A Different Discipline

My daily work environment, complete with teleprompter on the left.

When you live in a unique place like Moose Lodge in the southwest corner of Missouri, the biggest single challenge is keeping world events in perspective along with a pulse on what's happening within my profession. Every location has its bias and influences. If I were in the heart of Silicon Valley, I'd be thinking from their point of view, which isn't any more accurate than Rogersville, Missouri, or Kirkland, Washington, or Newport Beach, California. That's what makes it so tricky and, in a way, enlightening.

This is where living in a remote place offers me some clarity. It forces me to look outside of an old standby, which was to just meet with locals and only locals with no awareness of anything outside of the Seattle area. I didn't realize at the time how that narrowed my point of view. Just driving from Kirkland to downtown Seattle would result in my getting stuck in hours of traffic with others who were experiencing the same frustration. About the only thing you can do is make phone calls or listen to whatever media was available.

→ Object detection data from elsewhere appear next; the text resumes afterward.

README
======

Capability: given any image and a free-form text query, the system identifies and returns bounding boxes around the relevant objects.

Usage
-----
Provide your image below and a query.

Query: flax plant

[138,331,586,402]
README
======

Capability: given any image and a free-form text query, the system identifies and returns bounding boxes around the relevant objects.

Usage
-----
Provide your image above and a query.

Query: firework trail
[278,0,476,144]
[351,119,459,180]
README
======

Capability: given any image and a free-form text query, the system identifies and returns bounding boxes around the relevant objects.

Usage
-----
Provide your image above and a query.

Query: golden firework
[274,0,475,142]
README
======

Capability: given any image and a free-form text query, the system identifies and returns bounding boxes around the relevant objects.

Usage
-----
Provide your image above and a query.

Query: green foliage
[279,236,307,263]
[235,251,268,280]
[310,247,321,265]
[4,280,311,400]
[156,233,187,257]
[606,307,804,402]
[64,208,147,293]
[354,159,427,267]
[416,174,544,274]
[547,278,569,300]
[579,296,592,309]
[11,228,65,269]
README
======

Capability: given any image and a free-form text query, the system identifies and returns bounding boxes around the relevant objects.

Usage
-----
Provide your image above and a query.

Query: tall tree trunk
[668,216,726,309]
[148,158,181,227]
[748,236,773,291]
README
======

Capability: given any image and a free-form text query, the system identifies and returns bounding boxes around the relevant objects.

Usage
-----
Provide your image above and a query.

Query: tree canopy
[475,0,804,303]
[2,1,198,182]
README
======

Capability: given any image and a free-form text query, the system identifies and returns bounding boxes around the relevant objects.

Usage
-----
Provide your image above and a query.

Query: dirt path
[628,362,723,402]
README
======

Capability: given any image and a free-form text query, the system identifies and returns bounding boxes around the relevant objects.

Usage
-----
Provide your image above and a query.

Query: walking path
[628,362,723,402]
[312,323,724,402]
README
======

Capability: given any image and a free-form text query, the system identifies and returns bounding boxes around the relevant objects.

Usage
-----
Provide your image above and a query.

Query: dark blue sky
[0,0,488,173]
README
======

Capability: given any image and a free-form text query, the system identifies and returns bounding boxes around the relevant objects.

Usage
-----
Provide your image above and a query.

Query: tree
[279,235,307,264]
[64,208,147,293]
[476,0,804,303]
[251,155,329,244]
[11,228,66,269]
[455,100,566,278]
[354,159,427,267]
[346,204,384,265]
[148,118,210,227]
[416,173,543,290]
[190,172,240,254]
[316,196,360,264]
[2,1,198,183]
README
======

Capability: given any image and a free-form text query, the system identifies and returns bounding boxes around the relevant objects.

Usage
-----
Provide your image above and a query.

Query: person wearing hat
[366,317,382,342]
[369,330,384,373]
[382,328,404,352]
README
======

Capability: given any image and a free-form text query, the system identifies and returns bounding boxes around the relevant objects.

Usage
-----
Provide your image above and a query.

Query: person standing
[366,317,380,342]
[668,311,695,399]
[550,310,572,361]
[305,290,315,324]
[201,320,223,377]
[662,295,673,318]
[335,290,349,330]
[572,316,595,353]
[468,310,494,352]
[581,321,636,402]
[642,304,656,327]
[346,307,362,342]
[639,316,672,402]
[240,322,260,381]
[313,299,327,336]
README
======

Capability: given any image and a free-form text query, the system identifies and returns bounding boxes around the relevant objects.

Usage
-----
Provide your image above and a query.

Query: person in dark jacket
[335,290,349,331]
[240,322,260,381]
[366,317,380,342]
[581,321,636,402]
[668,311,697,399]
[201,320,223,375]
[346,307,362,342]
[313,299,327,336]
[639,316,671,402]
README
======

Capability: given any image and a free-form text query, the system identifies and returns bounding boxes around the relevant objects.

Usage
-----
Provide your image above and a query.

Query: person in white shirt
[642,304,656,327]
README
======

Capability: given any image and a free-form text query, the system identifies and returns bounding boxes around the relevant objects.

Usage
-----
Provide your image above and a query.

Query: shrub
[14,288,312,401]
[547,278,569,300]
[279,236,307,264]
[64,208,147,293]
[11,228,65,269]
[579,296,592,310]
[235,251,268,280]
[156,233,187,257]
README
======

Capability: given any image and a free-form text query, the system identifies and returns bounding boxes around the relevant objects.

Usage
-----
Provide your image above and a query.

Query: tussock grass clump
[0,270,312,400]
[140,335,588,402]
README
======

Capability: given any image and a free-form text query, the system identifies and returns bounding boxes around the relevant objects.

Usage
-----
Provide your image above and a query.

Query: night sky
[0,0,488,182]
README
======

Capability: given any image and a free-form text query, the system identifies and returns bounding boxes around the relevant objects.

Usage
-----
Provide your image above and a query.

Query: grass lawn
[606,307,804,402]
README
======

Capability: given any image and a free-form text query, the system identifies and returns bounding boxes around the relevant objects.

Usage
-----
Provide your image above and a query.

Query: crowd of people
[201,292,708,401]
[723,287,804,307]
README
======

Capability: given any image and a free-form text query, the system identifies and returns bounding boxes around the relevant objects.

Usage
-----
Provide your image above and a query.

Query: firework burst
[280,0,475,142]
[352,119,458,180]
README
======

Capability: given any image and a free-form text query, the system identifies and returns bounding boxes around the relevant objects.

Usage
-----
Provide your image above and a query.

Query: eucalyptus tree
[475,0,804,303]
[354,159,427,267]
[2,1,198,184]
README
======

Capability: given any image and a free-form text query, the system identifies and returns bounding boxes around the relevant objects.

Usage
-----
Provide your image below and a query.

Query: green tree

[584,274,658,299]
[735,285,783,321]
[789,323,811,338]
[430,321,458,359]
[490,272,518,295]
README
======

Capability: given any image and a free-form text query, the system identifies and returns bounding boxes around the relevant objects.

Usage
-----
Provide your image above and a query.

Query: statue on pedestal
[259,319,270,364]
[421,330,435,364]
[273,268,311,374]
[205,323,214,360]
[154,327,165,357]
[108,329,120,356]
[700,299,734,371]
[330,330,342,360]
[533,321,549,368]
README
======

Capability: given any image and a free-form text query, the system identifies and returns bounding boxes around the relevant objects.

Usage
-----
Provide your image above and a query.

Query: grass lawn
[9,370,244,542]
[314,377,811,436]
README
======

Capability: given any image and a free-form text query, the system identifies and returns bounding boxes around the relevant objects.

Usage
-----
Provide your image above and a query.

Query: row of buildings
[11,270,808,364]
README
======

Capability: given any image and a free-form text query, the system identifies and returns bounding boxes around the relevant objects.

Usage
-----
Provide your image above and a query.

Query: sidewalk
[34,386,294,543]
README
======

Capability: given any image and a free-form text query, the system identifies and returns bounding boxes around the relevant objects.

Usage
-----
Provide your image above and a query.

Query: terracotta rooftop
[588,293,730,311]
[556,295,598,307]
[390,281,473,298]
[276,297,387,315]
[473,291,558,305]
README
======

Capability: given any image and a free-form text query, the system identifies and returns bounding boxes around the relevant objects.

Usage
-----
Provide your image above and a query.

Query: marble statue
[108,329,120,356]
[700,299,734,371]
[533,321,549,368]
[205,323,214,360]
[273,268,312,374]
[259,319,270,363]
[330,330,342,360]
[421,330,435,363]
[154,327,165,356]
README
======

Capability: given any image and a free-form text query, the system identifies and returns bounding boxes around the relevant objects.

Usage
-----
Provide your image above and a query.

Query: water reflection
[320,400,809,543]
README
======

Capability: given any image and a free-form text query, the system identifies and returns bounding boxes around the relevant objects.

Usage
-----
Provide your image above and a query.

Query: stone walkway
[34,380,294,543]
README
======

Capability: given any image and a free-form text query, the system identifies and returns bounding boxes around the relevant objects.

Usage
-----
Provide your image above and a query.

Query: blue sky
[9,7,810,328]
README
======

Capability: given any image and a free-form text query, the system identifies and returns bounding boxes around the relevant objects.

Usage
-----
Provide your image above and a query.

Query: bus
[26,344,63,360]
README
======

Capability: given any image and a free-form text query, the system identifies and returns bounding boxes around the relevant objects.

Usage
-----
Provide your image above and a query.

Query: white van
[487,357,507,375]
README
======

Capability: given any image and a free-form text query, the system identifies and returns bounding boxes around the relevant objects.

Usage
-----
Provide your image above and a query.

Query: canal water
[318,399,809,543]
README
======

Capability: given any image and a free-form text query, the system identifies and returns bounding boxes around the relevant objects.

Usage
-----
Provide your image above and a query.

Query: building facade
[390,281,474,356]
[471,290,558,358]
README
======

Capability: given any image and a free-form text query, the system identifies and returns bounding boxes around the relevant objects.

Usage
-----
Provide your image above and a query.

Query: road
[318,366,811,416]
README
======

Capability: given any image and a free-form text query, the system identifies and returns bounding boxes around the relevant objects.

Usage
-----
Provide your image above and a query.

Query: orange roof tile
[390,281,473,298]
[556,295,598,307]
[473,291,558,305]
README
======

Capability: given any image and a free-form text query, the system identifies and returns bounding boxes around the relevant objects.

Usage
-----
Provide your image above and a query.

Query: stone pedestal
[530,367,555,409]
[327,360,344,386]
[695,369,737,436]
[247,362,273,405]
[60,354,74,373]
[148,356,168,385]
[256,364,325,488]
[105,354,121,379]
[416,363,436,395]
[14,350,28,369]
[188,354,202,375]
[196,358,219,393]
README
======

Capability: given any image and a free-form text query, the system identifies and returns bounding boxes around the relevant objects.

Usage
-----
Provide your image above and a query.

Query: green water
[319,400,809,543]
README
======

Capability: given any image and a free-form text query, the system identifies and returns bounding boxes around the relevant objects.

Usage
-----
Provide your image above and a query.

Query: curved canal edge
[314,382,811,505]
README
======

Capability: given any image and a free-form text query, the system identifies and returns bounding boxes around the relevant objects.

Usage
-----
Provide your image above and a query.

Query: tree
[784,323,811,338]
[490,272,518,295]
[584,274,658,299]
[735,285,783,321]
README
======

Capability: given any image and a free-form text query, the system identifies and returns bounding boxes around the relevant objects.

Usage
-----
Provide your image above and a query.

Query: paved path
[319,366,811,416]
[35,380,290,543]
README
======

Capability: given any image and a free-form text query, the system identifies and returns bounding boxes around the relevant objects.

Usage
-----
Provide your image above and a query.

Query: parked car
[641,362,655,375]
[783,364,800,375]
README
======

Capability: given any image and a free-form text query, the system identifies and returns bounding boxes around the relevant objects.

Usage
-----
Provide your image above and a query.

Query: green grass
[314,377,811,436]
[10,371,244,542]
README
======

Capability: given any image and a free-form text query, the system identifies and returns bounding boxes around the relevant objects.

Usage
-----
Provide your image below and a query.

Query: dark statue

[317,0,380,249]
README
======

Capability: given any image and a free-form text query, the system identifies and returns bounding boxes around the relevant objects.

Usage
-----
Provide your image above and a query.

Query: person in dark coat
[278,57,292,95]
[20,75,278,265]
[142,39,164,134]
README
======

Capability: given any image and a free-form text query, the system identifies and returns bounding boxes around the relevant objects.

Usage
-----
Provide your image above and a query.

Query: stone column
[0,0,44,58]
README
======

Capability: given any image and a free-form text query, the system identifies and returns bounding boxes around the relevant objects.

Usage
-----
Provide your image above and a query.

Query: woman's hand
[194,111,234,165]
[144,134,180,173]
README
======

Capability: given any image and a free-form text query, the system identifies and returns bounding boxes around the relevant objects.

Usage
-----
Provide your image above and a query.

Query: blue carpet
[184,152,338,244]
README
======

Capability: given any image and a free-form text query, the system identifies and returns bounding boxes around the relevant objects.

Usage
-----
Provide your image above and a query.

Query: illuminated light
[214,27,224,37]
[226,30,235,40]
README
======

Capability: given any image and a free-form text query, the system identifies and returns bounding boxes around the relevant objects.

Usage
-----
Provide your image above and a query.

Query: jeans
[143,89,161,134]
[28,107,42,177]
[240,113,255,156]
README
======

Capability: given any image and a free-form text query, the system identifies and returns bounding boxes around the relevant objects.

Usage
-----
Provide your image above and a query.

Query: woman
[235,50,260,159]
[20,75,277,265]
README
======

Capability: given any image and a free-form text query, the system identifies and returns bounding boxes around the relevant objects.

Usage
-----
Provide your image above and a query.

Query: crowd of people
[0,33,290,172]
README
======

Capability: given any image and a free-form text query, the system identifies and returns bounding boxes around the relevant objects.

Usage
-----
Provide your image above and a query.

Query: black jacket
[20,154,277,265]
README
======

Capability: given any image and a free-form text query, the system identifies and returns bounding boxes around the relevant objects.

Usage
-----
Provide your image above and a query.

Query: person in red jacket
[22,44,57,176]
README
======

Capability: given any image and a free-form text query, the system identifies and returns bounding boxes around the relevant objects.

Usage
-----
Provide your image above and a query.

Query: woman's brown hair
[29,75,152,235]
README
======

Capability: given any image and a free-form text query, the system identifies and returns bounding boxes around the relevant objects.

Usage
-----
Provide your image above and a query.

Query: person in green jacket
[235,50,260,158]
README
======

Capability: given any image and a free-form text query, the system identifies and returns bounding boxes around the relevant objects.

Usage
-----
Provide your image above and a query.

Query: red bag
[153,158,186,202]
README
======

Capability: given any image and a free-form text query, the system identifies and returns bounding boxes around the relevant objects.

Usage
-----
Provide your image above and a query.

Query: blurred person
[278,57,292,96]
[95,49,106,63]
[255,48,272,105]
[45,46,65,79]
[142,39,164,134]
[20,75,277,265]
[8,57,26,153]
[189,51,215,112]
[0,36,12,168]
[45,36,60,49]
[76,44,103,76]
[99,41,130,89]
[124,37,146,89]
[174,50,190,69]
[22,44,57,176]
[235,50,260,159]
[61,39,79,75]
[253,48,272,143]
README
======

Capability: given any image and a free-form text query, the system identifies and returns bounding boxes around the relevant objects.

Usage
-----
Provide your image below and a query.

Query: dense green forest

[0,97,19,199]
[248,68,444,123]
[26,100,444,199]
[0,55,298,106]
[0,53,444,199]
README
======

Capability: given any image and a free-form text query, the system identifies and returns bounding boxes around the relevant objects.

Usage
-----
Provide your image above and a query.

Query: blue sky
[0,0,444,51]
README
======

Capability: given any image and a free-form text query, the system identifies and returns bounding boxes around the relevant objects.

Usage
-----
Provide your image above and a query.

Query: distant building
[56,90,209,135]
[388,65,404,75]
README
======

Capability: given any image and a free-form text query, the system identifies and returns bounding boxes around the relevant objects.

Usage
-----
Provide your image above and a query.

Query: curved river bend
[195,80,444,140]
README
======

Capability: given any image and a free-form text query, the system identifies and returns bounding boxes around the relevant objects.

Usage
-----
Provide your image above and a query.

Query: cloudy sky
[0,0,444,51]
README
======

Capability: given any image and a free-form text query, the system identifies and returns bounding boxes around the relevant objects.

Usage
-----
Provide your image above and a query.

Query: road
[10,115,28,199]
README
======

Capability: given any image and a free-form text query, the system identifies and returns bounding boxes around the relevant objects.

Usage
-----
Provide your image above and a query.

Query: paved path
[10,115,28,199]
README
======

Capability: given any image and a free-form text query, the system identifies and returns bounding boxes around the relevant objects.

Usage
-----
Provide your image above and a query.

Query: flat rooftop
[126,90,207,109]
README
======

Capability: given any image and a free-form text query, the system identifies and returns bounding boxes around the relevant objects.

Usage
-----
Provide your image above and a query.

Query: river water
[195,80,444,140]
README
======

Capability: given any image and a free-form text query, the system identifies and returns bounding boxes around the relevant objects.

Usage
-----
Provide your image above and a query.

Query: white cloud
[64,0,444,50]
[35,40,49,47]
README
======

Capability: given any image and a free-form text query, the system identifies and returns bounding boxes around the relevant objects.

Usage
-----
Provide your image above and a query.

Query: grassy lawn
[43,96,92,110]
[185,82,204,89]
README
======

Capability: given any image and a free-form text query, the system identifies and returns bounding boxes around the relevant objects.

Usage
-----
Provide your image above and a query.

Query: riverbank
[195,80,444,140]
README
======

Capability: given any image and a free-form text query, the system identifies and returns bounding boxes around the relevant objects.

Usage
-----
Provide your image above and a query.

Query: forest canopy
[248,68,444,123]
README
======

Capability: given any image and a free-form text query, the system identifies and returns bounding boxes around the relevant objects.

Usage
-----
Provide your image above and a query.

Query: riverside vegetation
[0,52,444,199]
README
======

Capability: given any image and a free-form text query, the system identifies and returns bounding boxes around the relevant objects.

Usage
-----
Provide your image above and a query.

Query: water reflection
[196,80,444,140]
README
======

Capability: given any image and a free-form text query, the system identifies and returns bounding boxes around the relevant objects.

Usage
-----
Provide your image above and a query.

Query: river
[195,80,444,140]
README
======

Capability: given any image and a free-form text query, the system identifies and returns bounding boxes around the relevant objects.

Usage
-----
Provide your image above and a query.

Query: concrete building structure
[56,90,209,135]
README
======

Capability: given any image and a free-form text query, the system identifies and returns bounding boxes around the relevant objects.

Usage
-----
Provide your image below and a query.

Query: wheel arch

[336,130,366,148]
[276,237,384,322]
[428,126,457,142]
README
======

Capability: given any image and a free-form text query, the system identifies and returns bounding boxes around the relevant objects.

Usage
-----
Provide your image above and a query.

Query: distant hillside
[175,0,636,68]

This is a whole different discipline, and unless you're working at it, it's easy to let your mind take you towards faulty conclusions about a range of topics. I spend far more hours pulling media threads that were otherwise absorbed by my daily commute or the daily interactions of everyone in close proximity to me. I think of the constant interruptions, and it was regarded as normal.

Here, it's possible to have hours of uninterrupted productivity, something that was impossible in Kirkland. There were just too many outside factors: planes flying over, neighbors making noise or needing help with something. This is different. Very different. It's what I wondered about when I lived in Kirkland. I thought about what it would be like to have a long stream of concentration powers in a rural setting, and I've not been at all disappointed by the reality of rural life.

People are often very critical of rural living and think people who live in locations such as this are somehow out of touch. This is "fly-over country," and they believe we couldn't possibly be informed. I'd challenge that completely. I think I'm more informed from a far broader spectrum than I ever was living in Kirkland, Washington. I get a lot more input as I work, and I get it from a lot more sources rather than just local ones.

The other thing that sets the Midwest apart is that people talk here. They are nowhere near as closed off, and people are far from reserved. If they don't like you, you're probably going to hear it here. If they have a racist point of view, they certainly don't hide it, but it's not as common as I was anticipating. People here are far more likely to have a normal conversation than the polarized single opinion on the coasts.

I wish everyone had a crack at this lifestyle. As much as it may seem isolating on the outside, it's not that at all. I love it!